Some Web sites remain blocked at Beijing Olympics

BEIJING, China China's communist government routinely filters its citizens' access to the Internet, but in the runup to the Olympics Chinese officials and officials with the International Olympic Committee vowed there would be no censorship of the Internet for accredited journalists covering the games.

Some sites were unblocked 10 days ago after reporters arriving to cover the games found them blocked and complained to the IOC, but others remain inaccessible, including sites related to the Tiananmen Square protests, Tibet, Taiwan and the Dalai Lama.

While searches for these keywords turned up long lists of Web sites, attempts to open some of them resulted in a message saying the page could not be displayed. A search for information about the outlawed Falun Gong spiritual movement not only drew that error message but froze the search engine and prohibited further searches for several minutes. Sites that host thousands of blogs appeared to be open, but specific blogs remained blocked.
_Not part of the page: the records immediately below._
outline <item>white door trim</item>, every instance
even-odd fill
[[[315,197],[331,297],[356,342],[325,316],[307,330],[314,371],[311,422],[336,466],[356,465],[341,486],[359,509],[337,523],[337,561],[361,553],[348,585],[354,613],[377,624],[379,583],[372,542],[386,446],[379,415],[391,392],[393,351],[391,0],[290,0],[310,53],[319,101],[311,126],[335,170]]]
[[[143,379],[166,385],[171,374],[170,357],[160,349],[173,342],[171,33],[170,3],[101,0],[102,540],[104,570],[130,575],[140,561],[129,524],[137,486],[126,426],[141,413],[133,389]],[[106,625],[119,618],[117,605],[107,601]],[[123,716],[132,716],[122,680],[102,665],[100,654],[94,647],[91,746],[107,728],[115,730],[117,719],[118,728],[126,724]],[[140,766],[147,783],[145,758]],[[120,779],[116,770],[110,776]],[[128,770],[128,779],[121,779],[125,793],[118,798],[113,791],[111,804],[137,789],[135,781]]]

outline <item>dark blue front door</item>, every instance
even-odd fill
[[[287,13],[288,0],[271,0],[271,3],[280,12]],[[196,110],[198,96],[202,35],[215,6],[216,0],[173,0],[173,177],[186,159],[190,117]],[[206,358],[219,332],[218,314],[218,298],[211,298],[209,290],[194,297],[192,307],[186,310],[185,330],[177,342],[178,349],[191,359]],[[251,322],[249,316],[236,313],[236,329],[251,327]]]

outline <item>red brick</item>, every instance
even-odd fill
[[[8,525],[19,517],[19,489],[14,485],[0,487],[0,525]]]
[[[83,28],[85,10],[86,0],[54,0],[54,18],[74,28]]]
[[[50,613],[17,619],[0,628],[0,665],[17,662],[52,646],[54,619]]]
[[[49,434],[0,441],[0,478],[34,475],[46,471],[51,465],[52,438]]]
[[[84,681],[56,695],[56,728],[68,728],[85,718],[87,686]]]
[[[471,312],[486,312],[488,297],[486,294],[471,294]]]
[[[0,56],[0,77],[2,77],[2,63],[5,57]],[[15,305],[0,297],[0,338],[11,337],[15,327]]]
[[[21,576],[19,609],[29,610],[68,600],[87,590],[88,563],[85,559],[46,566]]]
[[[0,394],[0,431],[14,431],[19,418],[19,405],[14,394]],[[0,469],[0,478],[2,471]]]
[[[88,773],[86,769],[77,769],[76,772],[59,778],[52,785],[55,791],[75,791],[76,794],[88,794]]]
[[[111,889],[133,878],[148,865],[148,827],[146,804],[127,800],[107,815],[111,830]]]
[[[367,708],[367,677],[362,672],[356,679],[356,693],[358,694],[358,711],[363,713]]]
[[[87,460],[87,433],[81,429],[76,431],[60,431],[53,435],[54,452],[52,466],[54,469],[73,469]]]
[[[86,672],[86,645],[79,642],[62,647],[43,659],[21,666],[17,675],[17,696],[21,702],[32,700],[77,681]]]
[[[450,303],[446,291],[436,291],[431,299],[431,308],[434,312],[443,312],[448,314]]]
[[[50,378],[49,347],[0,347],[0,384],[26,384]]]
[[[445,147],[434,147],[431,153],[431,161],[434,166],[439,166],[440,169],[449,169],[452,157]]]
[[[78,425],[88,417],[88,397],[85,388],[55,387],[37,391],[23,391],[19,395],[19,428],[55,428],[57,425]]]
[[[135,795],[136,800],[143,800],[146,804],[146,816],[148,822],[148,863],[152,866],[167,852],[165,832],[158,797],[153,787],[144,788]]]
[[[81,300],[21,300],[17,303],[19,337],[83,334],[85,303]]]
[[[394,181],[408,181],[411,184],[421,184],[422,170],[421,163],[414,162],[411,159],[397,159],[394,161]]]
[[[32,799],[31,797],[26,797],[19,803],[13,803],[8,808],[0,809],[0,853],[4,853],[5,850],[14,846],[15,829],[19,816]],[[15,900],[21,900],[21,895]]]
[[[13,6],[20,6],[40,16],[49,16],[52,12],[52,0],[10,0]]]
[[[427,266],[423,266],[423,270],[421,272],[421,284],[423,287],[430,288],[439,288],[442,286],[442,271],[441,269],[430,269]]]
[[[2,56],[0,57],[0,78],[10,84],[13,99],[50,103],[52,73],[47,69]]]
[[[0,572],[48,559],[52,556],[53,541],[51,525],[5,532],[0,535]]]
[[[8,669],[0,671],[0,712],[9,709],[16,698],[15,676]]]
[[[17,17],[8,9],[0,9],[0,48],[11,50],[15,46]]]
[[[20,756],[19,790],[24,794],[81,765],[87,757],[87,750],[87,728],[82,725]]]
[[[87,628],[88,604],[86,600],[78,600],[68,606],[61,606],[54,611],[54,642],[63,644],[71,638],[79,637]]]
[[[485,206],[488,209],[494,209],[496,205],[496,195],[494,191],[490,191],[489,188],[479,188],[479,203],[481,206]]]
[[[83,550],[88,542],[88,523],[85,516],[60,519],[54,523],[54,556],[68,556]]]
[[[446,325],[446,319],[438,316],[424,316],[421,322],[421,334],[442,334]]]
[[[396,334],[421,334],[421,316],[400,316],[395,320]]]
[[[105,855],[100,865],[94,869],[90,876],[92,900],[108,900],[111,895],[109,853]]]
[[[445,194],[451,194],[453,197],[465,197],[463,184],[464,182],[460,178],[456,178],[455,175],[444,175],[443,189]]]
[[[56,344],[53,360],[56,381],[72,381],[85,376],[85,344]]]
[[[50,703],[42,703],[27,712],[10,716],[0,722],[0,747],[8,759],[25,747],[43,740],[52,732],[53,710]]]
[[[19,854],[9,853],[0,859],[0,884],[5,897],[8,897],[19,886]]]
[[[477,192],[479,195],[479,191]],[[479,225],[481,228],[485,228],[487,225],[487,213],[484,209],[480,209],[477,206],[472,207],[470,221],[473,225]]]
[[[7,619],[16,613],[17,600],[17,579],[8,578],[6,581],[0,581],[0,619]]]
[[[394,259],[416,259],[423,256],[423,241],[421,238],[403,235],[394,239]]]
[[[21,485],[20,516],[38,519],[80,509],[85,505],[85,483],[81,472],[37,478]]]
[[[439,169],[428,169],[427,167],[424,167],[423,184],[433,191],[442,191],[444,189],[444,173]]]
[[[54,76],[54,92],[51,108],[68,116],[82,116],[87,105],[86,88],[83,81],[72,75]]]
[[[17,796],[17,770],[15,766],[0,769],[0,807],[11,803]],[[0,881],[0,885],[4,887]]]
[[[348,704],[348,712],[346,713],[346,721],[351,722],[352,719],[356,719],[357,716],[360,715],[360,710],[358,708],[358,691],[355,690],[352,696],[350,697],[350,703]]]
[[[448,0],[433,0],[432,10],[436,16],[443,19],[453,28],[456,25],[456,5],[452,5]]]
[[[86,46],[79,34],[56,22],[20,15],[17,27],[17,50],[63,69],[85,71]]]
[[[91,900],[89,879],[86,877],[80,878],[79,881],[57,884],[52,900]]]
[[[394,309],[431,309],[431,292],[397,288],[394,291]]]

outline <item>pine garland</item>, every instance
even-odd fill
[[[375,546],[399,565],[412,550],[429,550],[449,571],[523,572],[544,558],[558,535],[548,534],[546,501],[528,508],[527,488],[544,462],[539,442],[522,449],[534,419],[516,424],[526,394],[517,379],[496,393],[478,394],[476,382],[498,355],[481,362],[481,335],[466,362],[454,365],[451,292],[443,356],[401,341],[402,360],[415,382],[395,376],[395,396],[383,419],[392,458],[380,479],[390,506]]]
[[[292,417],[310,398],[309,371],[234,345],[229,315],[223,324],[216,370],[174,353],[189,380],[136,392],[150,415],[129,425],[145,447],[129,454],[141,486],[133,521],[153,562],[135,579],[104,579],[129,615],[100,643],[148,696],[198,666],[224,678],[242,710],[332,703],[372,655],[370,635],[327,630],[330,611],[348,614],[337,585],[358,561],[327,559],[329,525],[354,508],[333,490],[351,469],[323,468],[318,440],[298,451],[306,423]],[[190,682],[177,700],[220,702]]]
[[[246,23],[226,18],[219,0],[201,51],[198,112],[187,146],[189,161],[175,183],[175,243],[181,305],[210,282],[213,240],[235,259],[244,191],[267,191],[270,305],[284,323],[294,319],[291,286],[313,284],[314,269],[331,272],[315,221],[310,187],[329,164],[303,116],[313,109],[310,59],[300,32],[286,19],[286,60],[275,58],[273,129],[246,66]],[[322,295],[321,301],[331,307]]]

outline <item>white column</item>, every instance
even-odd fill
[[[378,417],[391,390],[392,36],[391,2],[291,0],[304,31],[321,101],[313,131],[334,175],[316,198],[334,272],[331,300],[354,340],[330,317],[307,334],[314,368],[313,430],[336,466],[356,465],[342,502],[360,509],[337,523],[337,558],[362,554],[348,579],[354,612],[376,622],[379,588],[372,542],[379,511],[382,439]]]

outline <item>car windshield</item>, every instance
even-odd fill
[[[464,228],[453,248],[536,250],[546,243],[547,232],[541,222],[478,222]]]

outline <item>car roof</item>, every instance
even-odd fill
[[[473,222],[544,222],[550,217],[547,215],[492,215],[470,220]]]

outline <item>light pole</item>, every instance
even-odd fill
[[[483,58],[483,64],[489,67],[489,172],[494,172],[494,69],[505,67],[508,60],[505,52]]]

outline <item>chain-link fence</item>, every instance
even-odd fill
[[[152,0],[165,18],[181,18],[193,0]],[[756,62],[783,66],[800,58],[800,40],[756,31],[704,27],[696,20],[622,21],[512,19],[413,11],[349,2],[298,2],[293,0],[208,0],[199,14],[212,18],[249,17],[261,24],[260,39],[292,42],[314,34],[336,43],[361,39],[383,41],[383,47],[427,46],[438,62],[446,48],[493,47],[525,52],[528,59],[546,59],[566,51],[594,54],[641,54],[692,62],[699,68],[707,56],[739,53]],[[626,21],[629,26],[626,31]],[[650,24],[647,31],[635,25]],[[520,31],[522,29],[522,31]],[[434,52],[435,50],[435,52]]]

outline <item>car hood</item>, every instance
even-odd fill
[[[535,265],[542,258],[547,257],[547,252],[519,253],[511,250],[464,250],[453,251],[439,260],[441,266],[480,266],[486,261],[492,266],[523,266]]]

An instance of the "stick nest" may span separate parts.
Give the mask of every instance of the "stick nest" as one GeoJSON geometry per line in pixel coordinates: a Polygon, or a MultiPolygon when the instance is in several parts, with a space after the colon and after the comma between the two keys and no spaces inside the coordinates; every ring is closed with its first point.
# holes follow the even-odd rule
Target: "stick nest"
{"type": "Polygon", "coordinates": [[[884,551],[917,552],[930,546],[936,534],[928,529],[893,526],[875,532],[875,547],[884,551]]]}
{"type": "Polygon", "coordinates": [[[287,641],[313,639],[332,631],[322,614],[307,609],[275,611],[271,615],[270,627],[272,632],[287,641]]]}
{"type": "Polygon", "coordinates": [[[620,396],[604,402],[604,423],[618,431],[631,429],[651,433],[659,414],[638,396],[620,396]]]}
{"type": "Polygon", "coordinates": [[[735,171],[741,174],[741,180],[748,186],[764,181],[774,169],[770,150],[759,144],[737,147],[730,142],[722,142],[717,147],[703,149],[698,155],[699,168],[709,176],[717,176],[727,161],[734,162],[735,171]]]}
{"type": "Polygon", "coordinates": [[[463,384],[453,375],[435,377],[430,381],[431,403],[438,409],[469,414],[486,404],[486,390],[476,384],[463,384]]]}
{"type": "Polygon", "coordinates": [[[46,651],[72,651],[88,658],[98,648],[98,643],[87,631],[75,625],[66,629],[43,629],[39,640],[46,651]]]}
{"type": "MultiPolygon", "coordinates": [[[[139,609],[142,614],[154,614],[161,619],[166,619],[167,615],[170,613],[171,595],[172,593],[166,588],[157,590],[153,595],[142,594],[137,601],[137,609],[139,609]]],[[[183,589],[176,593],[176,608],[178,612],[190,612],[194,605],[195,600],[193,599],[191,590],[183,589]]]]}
A statement by Chinese officials indicated they had gone as far as they intend to go. "Yes, we promised to provide free access to the Internet -- except for a few that would jeopardize our national security and would not be good for the healthy growth of our young people," said Wang Wei, executive vice president of BOCOG, the Olympic organizing committee. "As in any other country, there are some kinds of limitations," Wang added. "However, I think we are going to provide sufficient access for the media to cover the games." IOC spokeswoman Giselle Davies suggested reporters should keep pushing the Chinese. "Sites that you need to have for your job, it's important that you raise them for BOCOG's awareness," Davies said. "It's ongoing work." Rebecca MacKinnon, who studies Internet censorship in mainland China, said none of the changes have affected Chinese-language sites. "The censorship situation for those Web sites has not loosened at all," said MacKinnon, who teaches journalism at the University of Hong Kong. "From what I understand they have even tightened."